Dr. Philip Branton
Rosalind and Morris Goodman Cancer Research Centre
Department of Oncology and Biochemistry
1. Named inaugural Scientific Director of the Institute of Cancer Research of the Canadian Institutes of Health Research, 2000
2. Fellow of the Royal Society of Canada, 2002
3. R.M. Taylor Medal, Canadian Cancer Society and the National Cancer Institute of Canada, 2005
4. Canadian Cancer Research Alliance (CCRA) Award for Exceptional Leadership in Cancer Research, 2011
5. Queen Elizabeth II Diamond Jubilee Medal, 2013
Dr. Branton’s laboratory studies the mode of action of two human adenovirus early region 4 products during infection and in normal and cancer cells.
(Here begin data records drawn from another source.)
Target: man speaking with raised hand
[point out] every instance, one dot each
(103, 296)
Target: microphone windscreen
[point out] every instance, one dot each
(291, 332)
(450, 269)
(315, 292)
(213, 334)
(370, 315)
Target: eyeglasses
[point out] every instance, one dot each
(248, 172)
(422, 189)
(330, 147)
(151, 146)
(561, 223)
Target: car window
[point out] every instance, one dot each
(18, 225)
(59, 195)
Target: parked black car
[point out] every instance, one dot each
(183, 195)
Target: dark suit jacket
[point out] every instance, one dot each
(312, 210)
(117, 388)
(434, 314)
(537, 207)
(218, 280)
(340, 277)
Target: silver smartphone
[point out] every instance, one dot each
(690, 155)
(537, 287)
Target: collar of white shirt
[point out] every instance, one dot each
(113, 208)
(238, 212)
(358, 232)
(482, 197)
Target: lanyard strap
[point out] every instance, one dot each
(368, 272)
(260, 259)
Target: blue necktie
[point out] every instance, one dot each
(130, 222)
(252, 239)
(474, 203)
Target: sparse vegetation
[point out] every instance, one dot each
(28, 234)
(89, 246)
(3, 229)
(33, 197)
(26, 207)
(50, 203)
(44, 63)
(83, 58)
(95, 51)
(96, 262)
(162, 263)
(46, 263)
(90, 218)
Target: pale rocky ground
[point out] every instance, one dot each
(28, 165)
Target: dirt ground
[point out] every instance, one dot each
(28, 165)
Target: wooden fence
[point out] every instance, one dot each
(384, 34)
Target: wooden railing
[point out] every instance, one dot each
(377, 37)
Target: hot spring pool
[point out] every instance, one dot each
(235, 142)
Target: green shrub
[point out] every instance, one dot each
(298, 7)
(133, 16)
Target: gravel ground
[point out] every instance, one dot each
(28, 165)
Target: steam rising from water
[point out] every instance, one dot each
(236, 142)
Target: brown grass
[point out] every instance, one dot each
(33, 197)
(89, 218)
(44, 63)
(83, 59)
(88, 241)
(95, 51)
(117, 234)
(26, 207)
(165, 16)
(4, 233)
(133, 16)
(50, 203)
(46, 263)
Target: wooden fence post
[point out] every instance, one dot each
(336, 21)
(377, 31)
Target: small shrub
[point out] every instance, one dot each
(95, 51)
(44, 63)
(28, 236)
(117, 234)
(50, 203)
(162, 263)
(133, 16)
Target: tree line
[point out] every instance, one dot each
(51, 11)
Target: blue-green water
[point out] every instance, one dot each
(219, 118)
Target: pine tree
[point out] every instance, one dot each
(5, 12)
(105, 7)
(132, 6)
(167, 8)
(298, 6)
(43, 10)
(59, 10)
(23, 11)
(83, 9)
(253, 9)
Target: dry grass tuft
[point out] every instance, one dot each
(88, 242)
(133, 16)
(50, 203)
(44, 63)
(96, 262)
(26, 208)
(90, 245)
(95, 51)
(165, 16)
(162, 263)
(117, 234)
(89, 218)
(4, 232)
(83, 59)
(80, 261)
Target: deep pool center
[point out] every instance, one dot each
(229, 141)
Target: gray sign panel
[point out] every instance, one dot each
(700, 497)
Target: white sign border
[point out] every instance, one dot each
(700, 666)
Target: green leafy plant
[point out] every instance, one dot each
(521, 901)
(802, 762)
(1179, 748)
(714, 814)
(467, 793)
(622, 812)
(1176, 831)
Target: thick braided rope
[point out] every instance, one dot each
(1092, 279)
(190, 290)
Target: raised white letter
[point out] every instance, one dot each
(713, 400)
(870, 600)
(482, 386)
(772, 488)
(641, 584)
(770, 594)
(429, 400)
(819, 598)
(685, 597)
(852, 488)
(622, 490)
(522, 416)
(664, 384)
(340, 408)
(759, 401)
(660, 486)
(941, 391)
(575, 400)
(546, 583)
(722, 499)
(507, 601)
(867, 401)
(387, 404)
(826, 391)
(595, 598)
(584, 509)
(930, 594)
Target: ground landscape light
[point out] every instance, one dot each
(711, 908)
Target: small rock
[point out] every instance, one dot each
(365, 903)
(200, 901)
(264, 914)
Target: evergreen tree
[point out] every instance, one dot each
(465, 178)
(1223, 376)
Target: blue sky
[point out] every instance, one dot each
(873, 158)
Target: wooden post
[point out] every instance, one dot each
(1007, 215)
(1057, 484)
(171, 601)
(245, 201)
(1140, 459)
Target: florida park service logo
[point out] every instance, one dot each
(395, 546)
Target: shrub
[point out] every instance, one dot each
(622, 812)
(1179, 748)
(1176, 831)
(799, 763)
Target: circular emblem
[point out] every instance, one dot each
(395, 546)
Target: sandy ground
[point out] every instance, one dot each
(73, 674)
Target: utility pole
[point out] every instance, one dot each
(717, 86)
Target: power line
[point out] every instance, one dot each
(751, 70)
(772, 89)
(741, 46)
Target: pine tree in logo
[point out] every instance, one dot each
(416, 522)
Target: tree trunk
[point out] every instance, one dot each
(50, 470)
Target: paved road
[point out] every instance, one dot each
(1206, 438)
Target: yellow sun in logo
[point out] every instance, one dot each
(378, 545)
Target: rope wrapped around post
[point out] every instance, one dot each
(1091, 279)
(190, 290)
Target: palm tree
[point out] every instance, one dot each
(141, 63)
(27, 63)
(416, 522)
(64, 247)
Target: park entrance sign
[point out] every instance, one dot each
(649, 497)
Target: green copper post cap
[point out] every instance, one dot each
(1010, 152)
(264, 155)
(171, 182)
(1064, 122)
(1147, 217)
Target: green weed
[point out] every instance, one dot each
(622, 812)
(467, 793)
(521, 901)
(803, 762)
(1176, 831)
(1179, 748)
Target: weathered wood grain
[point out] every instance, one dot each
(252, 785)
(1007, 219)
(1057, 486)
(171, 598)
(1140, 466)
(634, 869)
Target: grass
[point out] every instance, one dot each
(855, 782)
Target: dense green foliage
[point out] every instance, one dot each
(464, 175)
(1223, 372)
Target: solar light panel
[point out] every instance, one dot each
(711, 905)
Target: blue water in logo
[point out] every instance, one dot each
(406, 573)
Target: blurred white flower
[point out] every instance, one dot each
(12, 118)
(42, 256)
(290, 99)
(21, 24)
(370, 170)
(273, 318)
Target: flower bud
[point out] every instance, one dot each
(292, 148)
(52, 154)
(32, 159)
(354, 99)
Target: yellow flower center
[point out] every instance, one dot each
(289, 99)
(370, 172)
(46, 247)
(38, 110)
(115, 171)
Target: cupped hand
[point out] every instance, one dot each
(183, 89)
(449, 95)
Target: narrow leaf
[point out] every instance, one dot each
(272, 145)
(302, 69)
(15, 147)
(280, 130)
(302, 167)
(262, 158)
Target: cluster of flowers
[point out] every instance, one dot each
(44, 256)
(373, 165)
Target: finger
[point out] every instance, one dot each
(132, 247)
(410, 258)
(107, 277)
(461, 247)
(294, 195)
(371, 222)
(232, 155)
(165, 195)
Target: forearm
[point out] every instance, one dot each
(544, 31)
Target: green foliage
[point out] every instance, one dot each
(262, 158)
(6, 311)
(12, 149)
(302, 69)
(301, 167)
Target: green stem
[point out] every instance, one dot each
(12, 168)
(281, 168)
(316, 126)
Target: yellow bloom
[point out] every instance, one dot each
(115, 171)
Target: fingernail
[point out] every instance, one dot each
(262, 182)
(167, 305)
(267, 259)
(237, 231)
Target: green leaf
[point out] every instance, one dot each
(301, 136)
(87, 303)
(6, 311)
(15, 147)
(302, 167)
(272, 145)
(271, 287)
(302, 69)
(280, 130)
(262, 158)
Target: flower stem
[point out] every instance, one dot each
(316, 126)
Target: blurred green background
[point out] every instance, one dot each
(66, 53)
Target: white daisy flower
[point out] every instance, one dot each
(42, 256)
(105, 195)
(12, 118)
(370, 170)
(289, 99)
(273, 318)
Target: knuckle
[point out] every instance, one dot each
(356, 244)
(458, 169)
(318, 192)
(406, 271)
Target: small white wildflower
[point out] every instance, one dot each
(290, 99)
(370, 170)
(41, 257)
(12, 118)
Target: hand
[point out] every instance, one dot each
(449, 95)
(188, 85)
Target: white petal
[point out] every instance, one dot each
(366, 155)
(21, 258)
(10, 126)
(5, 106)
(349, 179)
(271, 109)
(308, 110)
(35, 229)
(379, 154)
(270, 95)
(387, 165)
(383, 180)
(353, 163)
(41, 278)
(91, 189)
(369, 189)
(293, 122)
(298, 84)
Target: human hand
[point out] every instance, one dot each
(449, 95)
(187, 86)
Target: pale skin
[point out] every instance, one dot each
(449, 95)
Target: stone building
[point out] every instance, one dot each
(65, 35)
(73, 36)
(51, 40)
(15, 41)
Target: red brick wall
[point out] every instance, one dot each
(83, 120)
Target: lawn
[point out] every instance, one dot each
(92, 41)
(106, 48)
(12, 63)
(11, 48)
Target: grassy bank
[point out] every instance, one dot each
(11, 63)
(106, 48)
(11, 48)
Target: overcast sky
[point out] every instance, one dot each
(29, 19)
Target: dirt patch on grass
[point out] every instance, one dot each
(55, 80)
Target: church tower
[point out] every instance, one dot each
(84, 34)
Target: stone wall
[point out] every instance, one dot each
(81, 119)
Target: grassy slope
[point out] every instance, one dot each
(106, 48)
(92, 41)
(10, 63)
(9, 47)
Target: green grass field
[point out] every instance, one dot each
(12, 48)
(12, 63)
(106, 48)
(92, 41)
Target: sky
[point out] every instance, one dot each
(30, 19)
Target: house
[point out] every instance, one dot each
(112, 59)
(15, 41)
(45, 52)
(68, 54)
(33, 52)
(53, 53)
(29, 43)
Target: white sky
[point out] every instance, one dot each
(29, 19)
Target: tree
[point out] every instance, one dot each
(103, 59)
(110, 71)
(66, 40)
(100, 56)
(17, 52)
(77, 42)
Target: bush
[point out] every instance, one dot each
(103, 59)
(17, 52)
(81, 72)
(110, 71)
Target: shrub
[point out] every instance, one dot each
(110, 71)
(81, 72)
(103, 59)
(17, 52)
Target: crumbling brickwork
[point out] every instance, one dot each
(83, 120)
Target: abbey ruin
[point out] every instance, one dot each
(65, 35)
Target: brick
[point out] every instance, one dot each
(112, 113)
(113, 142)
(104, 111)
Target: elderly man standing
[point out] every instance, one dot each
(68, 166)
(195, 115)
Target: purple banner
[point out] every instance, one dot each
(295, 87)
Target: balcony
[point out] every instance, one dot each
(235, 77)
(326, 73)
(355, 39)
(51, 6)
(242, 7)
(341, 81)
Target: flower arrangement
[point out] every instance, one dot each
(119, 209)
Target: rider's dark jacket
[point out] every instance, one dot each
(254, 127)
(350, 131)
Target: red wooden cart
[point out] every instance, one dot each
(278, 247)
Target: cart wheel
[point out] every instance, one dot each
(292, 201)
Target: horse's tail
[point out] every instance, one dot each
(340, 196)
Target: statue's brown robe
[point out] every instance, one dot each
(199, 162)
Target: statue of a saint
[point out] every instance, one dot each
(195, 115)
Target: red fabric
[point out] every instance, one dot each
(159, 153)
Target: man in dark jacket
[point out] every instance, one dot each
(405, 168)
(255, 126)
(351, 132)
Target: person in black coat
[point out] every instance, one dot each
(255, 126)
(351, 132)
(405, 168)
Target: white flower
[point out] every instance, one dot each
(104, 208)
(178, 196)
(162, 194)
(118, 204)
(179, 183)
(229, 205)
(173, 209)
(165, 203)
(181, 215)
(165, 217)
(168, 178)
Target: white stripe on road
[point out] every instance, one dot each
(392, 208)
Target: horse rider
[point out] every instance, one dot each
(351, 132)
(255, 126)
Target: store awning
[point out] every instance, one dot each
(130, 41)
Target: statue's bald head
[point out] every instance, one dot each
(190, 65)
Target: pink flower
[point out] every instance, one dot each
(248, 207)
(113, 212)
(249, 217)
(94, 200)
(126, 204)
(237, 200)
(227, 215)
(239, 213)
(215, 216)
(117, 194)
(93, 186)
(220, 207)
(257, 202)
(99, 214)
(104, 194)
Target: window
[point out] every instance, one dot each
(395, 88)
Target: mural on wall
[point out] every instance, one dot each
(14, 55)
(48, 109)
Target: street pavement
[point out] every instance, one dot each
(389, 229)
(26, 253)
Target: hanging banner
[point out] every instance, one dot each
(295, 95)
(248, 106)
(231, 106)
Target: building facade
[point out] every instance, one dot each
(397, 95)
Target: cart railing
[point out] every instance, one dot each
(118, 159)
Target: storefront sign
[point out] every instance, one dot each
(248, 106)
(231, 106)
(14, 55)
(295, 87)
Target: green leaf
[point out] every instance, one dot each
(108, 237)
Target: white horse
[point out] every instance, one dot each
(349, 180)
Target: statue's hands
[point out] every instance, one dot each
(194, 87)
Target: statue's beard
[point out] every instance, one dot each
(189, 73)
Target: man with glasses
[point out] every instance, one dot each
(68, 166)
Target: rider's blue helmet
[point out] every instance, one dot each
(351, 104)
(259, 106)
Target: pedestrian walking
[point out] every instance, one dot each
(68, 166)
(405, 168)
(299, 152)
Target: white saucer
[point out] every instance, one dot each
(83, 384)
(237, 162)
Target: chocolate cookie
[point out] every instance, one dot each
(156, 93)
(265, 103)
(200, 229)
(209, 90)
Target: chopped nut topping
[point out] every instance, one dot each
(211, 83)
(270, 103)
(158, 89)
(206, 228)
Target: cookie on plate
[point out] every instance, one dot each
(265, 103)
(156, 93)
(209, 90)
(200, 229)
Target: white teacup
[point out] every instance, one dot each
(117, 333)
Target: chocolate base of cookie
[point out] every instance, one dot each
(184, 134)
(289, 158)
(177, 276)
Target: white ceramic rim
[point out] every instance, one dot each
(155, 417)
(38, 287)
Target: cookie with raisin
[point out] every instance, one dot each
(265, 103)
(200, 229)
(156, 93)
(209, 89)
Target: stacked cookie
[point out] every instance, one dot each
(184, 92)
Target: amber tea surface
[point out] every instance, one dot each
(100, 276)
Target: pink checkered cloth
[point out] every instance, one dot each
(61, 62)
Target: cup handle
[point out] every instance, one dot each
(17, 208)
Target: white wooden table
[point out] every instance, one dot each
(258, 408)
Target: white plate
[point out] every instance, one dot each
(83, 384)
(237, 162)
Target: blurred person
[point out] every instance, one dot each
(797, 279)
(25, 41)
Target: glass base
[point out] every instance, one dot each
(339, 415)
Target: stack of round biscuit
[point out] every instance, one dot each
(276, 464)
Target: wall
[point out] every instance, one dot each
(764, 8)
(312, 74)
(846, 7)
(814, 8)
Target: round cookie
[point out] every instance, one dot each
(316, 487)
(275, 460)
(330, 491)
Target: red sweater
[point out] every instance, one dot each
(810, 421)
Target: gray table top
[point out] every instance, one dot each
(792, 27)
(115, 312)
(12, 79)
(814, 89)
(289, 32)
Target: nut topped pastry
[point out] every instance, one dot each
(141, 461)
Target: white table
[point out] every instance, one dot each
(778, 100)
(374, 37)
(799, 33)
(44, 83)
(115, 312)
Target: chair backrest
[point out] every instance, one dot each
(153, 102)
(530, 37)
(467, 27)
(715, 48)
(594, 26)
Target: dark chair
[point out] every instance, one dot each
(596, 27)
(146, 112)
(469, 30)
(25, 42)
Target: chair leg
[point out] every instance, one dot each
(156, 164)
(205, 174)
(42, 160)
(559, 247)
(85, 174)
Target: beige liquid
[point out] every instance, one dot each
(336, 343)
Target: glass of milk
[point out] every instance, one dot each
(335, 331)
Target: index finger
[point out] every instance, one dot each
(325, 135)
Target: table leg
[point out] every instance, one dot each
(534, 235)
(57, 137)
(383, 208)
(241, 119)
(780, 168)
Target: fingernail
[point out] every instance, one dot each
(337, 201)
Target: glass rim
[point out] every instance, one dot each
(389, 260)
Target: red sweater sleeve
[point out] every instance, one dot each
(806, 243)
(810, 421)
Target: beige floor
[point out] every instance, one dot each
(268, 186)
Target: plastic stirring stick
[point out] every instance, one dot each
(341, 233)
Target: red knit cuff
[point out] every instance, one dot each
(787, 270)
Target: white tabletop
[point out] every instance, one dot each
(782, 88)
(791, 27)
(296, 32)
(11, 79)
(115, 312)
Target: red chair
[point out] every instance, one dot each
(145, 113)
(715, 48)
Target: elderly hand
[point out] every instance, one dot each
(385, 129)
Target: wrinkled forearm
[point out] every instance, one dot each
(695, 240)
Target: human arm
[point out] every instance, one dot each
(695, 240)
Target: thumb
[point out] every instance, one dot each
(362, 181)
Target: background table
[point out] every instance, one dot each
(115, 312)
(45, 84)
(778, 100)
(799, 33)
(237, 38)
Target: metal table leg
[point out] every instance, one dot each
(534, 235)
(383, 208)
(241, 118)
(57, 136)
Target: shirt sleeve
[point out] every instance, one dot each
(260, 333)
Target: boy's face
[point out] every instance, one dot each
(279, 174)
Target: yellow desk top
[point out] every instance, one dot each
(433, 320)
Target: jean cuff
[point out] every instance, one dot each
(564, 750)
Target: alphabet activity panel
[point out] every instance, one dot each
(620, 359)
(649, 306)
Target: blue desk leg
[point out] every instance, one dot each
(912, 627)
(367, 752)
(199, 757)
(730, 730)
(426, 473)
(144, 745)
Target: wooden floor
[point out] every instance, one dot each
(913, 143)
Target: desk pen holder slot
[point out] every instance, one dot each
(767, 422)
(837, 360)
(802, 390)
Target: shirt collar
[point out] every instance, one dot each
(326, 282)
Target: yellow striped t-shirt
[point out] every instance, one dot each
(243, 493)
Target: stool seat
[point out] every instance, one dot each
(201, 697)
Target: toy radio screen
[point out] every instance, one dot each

Early viral products typically have evolved to modify cellular pathways to optimize the yield of progeny virions during productive infection. Those encoded by early region 4 of human adenoviruses are no exception. The E4orf4 protein alters both viral transcription and splicing patterns during infection, but more interestingly, when expressed alone at high levels, it induces the death of human cancer cells.
Cell toxicity is characterized by a significant mitotic delay followed by slow death due to mitotic catastrophe. At least in yeast, the defect in mitosis seems to be induced by the inappropriate activation of the E3 ubiquitin ligase, anaphase promotin complex (APC). A major target involved in E4orf4 killing is protein phosphatase 2A (PP2A). E4orf4 binds to the B55 class of regulatory subunits and inhibits phosphatase activity of this class of PP2A enzymes. Current work in Dr. Branton’s laboratory concerns the detailed analysis of the E4orf4 death pathway in human cells and yeast, and the mechanism of regulation of PP2A by E4orf4.
The E4orf6 protein, in cooperation with another early adenovirus product, E1B55K, regulates, among other things, the selective transport and stabilization of late viral mRNAs during lytic infection. E4orf6 forms a Cullin 2 or 5-based E3 ubiquitin ligase involving elongins B and C. E1B55K binds to this complex and introduces a variety of substrates for degradation. At present, it is still not known how this degradation complex regulates mRNA transport and metabolism. The best-known substrate of this complex is p53; however, Dr. Branton’s team and others have identified three additional substrates whose degradation promotes viral replication, and other substrates, perhaps many, clearly exist. Their work focuses on the mechanism of action of this complex and the identification of additional substrates, including those involved in mRNA regulation.